Model

A Model is the core object used to represent a discrete choice model.

class larch.Model(utility_ca=None, utility_co=None, quantity_ca=None, **kwargs)

A discrete choice model.

Parameters:
  • parameters (Sequence, optional) – The names of parameters used in this model. It is generally not necessary to define parameter names at initialization, as the names can (and will) be collected from the utility function and nesting components later.
  • utility_ca (LinearFunction_C, optional) – The utility_ca function, which represents the qualitative portion of utility for attributes that vary by alternative.
  • utility_co (DictOfLinearFunction, optional) – The utility_co function, which represents the qualitative portion of utility for attributes that vary by decision maker but not by alternative.
  • quantity_ca (LinearFunction_C, optional) – The quantity_ca function, which represents the quantitative portion of utility for attributes that vary by alternative.
  • quantity_scale (str, optional) – The name of the parameter used to scale the quantitative portion of utility.
  • graph (NestingTree, optional) – The nesting tree for this choice model.
  • dataservice (DataService, optional) – An object that can act as a DataService to generate the data needed for this model.

Utility Function Definition

Note that these function definitions act like properties of the Model object, instead of methods on Model objects.

Model.utility_ca

The portion of the utility function computed from idca data.

Examples

>>> from larch import Model, P, X
>>> m = Model()
>>> m.utility_ca = P.Param1 * X.Data1 + P.Param2 * X.Data2
>>> print(m.utility_ca)
P.Param1 * X.Data1 + P.Param2 * X.Data2
Type:LinearFunction_C
Model.utility_co

The portion of the utility function computed from idco data.

The keys of this mapping are alternative codes for the applicable elemental alteratives, and the values are linear functions to compute for the indicated alternative. Each alternative that has any idco utility components must have a unique linear function given.

Type:DictOfLinearFunction_C
Model.quantity_ca

The portion of the quantity function computed from idca data.

Note that for the quantity function, the actual computed linear function uses the exponential of the parameter value(s), not the raw values. Thus, if the quantity function is given as P.Param1 * X.Data1 + P.Param2 * X.Data2, the computed values will actually be exp(P.Param1) * X.Data1 + exp(P.Param2) * X.Data2. This transformation ensures that the outcome from the quantity function is always positive, so long as at all of the data terms in the function are positive. The LinearFunction_C class itself is not intrinsically aware of this implementation detail, but the Model.utility_functions() method is, and will render the complete utility function in a mathematically correct form.

Examples

>>> from larch import Model, P, X
>>> m = Model()
>>> m.quantity_ca = P.Param1 * X.Data1 + P.Param2 * X.Data2
>>> print(m.quantity_ca)
P.Param1 * X.Data1 + P.Param2 * X.Data2
Type:LinearFunction_C

Parameter Manipulation

Model.set_value(self, name, value=None, **kwargs)

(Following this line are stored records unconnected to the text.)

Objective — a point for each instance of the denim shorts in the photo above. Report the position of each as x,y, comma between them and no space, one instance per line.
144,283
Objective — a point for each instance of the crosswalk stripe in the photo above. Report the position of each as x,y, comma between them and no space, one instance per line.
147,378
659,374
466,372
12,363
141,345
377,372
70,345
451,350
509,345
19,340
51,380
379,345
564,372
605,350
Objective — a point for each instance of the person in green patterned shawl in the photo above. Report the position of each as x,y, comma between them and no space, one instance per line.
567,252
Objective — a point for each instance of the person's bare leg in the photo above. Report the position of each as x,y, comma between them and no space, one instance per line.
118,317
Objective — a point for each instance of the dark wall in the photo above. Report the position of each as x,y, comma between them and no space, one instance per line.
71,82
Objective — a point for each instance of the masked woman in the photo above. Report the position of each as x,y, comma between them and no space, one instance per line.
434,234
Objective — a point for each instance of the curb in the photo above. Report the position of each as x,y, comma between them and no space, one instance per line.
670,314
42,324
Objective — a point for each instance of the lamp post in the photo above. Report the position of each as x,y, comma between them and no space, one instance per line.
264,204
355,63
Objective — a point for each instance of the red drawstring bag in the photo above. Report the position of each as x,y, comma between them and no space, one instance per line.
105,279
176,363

Set the value for a model parameter.

This function will set the current value of a parameter. Unless explicitly instructed with an alternate value, the new value will also be saved as the “initial” value of the parameter.

Parameters:
  • name (str) – The name of the parameter to set to a fixed value.
  • value (float) – The numerical value to set for the parameter.
  • initvalue (float, optional) – If given, this value is used to indicate the initial value for the parameter, which may be different from the current value.
  • nullvalue (float, optional) – If given, this will overwrite any existing null value for the parameter. If not given, the null value for the parameter is not changed.
Model.lock_value(self, name, value, note=None, change_check=True)

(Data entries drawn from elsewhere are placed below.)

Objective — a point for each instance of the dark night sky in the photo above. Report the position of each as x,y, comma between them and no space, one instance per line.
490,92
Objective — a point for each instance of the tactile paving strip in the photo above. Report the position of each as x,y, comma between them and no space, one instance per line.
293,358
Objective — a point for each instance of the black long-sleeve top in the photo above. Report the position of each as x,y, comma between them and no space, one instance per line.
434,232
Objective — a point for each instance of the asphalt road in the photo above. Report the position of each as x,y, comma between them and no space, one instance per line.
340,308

Set a fixed value for a model parameter.

Parameters with a fixed value (i.e., with “holdfast” set to 1) will not be changed during estimation by the likelihood maximization algorithm.

Parameters:
  • name (str) – The name of the parameter to set to a fixed value.
  • value (float) – The numerical value to set for the parameter.
  • note (str, optional) – A note as to why this parameter is set to a fixed value. This will not affect the mathematical treatment of the parameter in any way, but may be useful for reporting.
  • change_check (bool, default True) – Whether to trigger a check to see if any parameter frame values have changed. Can be set to false to skip this check if you know that the values have not changed or want to delay this check for later, but this may result in problems if the check is needed but not triggered before certain other modeling tasks are performed.

Scikit-Learn Interface

Model.fit(X, y, sample_weight=None, **kwargs)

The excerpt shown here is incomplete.